(or "What happens when you don't wear sunscreen.")
With wetsuits in hand we went in search of a good spot for our open water swim. We settled on Hopeville Pond State Park. They have a nice public beach and swimming area. Given that it was cold and overcast, we were the only ones around.
Let me start by saying that swimming with the purpose of moving long distances in May in 55 degree water in a wetsuit is entirely different than recreational swimming in a lake in the middle of the summer. First, the water was COLD. The wetsuit did a great job of keeping me warm, and I actually didn't "feel" cold once I started swimming, but it was incredibly hard to breathe. I actually felt like there was a huge weight on my chest that was preventing me from exhaling. After the swim I did some research and found out that this is a very common occurrence in cold waters. If you are doing an open water swim in the cold I recommend you check out this website for some helpful tips. I know I'll be using some of these for the race next weekend - the current water temp in Atison Lake is 59 degrees.

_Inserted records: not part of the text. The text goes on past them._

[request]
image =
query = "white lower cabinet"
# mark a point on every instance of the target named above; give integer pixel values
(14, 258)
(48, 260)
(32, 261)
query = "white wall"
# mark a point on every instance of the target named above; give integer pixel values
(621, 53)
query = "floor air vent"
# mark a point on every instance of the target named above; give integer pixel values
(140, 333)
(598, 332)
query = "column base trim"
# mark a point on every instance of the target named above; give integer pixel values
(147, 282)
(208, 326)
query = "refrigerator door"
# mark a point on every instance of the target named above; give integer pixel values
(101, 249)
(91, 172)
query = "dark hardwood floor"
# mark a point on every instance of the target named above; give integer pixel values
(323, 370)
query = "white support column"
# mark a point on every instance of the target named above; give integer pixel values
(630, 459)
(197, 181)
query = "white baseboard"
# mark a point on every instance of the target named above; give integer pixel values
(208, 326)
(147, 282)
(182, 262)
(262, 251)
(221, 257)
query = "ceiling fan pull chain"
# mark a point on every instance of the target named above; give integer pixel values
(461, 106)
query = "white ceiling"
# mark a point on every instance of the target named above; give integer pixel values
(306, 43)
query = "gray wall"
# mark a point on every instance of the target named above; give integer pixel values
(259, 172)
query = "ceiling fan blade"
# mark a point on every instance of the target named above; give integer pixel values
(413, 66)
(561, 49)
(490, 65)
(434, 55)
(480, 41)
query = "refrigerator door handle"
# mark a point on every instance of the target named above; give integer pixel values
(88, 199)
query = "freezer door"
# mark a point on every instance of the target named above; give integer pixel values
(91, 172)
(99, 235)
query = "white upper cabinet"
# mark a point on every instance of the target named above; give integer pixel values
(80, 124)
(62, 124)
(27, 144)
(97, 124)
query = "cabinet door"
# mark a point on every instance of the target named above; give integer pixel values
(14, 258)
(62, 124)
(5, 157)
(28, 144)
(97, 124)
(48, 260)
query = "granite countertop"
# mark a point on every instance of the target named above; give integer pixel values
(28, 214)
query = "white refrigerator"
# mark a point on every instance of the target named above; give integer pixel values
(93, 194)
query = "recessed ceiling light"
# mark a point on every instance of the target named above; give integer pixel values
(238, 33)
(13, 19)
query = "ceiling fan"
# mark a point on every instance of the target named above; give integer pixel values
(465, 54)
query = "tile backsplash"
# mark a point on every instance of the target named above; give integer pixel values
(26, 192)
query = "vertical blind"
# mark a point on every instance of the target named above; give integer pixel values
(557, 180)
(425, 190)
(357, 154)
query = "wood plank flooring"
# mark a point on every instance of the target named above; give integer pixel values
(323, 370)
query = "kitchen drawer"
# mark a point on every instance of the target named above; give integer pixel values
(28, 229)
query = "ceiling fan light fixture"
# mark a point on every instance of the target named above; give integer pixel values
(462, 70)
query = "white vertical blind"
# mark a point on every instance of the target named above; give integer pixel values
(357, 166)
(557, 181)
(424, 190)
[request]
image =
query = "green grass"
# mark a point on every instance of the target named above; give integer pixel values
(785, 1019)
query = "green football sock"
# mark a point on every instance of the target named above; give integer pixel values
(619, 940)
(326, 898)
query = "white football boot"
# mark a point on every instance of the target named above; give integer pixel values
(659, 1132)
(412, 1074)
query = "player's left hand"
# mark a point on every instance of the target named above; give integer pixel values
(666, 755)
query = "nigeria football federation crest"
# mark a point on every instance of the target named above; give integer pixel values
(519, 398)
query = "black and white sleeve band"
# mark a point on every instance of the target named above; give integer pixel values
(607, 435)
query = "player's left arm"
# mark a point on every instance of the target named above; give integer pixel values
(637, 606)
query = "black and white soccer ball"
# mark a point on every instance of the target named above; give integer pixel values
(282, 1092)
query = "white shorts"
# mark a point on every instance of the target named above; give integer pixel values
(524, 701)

In addition to the cold, the water was DARK. Really dark. Like "Cant-see-your-hand-in-front-of-your-face" dark. It is surprisingly alarming to swim in water when you can't see (or breath). So, the combination of the cold and the dark meant that I completed most of the swim with my head out of the water. Every time I would try to just put my head down and just go for it I couldn't get more than three strokes before I pulled my head up gasping for breath. I also spent some time doing backstroke and breast stroke too.
Even though it was hard, I'm so glad that we did this. I think if this swim had been in a race setting I would have been much more panicked. Now I'll have a better idea of what to expect on race day.